Maj. James Martin Sessoms of Rockingham also took part in the flag exchange tradition by sending the mayor and Bennett Deane an American flag in July.

In a letter to Deane, Sessoms wrote, “As a resident of Rockingham and a native North Carolinian, I wanted to send this US flag to my friends and my hometown back in Rockingham.”

Sessoms is in the Army, and is deployed in Iraq in support of Operation Iraqi Freedom. This is his third tour of duty in Iraq since 2006. The U.S. flag he sent was flown at the Forward Operating Base Taji where Sessoms is assigned with the Army Sustainment Command. He is scheduled to return home the second week in September.

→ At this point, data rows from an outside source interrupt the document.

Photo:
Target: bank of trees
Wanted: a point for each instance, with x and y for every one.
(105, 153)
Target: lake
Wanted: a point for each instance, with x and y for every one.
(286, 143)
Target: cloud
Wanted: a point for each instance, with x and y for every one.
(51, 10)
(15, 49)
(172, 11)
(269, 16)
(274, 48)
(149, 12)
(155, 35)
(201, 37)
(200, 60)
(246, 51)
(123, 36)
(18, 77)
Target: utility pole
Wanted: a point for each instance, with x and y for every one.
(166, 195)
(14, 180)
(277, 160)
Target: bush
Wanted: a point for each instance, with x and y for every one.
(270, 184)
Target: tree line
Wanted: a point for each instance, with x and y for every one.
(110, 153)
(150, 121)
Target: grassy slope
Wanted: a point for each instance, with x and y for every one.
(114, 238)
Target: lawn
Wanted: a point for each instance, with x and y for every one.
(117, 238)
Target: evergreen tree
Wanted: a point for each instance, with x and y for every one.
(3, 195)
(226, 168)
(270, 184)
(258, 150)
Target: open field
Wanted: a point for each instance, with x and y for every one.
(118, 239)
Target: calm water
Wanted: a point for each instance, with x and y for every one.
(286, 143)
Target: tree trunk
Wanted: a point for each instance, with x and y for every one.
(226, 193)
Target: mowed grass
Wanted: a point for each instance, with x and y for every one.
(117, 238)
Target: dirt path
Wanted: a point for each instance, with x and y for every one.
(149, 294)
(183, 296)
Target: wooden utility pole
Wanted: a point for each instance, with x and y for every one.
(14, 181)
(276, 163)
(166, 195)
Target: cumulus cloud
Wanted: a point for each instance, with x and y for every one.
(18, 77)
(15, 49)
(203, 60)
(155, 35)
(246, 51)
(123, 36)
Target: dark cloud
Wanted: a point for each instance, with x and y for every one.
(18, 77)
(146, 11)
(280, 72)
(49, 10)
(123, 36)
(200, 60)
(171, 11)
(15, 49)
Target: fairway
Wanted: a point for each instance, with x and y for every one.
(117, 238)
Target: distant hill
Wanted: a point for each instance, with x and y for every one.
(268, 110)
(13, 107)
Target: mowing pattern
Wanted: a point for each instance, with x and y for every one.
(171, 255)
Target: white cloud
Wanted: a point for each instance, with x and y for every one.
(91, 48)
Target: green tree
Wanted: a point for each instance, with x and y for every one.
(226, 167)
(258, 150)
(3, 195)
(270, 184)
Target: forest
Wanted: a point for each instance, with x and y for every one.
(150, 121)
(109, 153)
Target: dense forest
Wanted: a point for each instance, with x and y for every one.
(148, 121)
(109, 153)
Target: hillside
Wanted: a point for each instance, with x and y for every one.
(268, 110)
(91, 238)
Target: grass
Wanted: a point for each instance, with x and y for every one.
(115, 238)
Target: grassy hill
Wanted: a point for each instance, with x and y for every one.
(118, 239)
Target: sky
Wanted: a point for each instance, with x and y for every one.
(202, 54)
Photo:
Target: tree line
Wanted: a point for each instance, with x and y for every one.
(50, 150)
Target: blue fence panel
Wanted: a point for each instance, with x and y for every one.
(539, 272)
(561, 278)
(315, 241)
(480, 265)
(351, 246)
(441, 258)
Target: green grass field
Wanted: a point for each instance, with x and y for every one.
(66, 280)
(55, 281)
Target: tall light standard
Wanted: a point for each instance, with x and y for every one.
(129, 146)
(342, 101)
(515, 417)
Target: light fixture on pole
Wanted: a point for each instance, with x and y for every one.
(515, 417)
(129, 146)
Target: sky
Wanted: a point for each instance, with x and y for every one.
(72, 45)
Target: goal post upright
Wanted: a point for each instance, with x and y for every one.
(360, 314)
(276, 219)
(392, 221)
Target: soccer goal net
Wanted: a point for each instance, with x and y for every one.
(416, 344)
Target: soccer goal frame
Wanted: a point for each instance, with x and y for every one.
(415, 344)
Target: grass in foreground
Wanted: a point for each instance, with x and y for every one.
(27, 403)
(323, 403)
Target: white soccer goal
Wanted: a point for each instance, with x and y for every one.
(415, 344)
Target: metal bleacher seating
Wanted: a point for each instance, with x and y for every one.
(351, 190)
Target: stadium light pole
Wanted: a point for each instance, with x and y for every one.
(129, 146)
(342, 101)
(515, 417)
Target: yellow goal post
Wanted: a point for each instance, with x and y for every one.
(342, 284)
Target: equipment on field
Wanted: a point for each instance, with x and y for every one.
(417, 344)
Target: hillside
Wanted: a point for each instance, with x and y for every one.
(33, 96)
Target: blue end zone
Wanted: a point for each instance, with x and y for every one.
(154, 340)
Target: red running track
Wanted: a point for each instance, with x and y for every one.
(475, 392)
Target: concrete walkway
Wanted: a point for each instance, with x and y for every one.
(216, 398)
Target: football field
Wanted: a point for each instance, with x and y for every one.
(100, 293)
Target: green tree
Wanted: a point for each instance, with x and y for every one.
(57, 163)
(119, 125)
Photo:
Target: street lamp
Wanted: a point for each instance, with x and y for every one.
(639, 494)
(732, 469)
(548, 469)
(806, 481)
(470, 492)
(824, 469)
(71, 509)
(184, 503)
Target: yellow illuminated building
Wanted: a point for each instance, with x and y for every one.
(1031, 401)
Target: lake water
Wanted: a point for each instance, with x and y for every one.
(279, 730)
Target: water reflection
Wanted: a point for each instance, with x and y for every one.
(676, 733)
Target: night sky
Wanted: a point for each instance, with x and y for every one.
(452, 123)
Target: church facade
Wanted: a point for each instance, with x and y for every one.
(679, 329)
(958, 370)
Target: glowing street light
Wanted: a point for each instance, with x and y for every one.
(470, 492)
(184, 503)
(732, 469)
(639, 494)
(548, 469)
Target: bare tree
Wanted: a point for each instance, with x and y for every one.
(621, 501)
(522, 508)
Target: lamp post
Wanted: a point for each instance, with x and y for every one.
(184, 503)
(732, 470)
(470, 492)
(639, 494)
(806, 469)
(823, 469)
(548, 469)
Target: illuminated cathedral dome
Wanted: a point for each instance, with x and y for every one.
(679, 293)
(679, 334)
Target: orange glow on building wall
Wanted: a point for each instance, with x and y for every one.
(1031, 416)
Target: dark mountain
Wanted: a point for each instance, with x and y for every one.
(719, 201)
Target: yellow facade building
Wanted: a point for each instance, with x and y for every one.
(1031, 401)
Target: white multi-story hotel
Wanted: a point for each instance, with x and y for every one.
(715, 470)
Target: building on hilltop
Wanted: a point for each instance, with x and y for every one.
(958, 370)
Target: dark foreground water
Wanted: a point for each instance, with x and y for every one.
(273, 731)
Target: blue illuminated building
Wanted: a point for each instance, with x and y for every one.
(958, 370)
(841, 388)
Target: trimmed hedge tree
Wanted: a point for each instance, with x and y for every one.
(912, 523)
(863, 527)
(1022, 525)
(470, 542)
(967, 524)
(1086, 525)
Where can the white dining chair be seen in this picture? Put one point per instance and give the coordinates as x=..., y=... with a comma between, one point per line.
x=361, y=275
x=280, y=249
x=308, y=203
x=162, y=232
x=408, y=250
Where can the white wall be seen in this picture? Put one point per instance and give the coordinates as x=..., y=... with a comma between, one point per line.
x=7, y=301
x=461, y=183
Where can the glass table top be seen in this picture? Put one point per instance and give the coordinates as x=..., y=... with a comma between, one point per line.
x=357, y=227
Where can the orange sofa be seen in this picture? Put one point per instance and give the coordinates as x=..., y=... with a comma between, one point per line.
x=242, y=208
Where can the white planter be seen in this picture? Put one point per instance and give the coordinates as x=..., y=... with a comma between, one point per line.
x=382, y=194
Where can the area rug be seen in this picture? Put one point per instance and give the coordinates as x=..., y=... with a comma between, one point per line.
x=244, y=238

Another American flag was presented to McLaurin. This flag was flown over Baghdad in February, 2004, and was given to the mayor by Army Aviator/Battalion Safety Officer Daniel “Chris” Bryant.

Hamlet Seniors

An American flag and a commemorative plaque that bears a picture of a helicopter with the flag visible from the door was presented to the Hamlet Senior Center this week by Sgt. 1st Class Jason Dickerson, who is now home from Afghanistan.

The flag, as the plaque explains, was flown for the Hamlet Senior Center in the depicted UH-60L Blackhawk helicopter during capture, detention and interrogation of terrorist forces. It was also flown on a C2 aircraft on Feb. 13 during the largest air assault over Afghanistan. The C2 aircraft provided watch and communication over the assault called “Operation MOSTARAK” during which 250 Marines and multiple NATO forces were inserted into the Marjeh and Nad’ali districts to secure and protect the major population of Central Helmand, Afghanistan.

What began as Operation Sweet Tooth became more than just sending boxes of candy to troops from the Armory stationed overseas.

After the Hamlet Senior Center began the donation effort in April 2009, requests soon poured in for more functional and much needed items. The wife of Sgt. 1st Class Jason Jones brought a list to the seniors of approved and recommended items - things the soldiers really needed. Jones was stationed overseas in Iraq at the time, but was the project coordinator for the seniors through the Armory’s 30th Special Troops Battalion.

The seniors began to collect and fill boxes of items such as homemade candies, cookies and cakes, baby wipes, toothbrushes, mouthwash, body wash, Febreeze, sunblock, clothing such as T-shirts purchased through AAFES, eye drops, stationary, pens to write letters with and thumbtacks to post pictures and notes on their walls.

The soldiers asked for phone cards, magazines, local newspapers, movies, hand and foot warmers, comic books, crackers, Pringles chips, coffee and creamer, beef jerky, memory cards and sticks, travel-size games and cards and non-carbonated drinks.

The seniors sent 16 packages total, weighing about 10 pounds each, and costing $10 each to send. When the senior center ran out of money for shipping, Calvary Baptist Church stepped in and paid for the remaining shipping costs of the $1,600 project.

Upon Jones’ return home, he personally extended an invitation to the senior center, inviting seniors to attend the Freedom Salute Celebration in September.

The Hamlet Senior Center is starting a Veteran’s Club to promote unique camaraderie from all branches of military service.

The Veteran’s Club will meet on Sept. 8 at 11 a.m. at the Hamlet Senior Center, facilitated by Micha Howell, veteran of the U.S. Navy. People interested should call or visit the senior center’s front desk.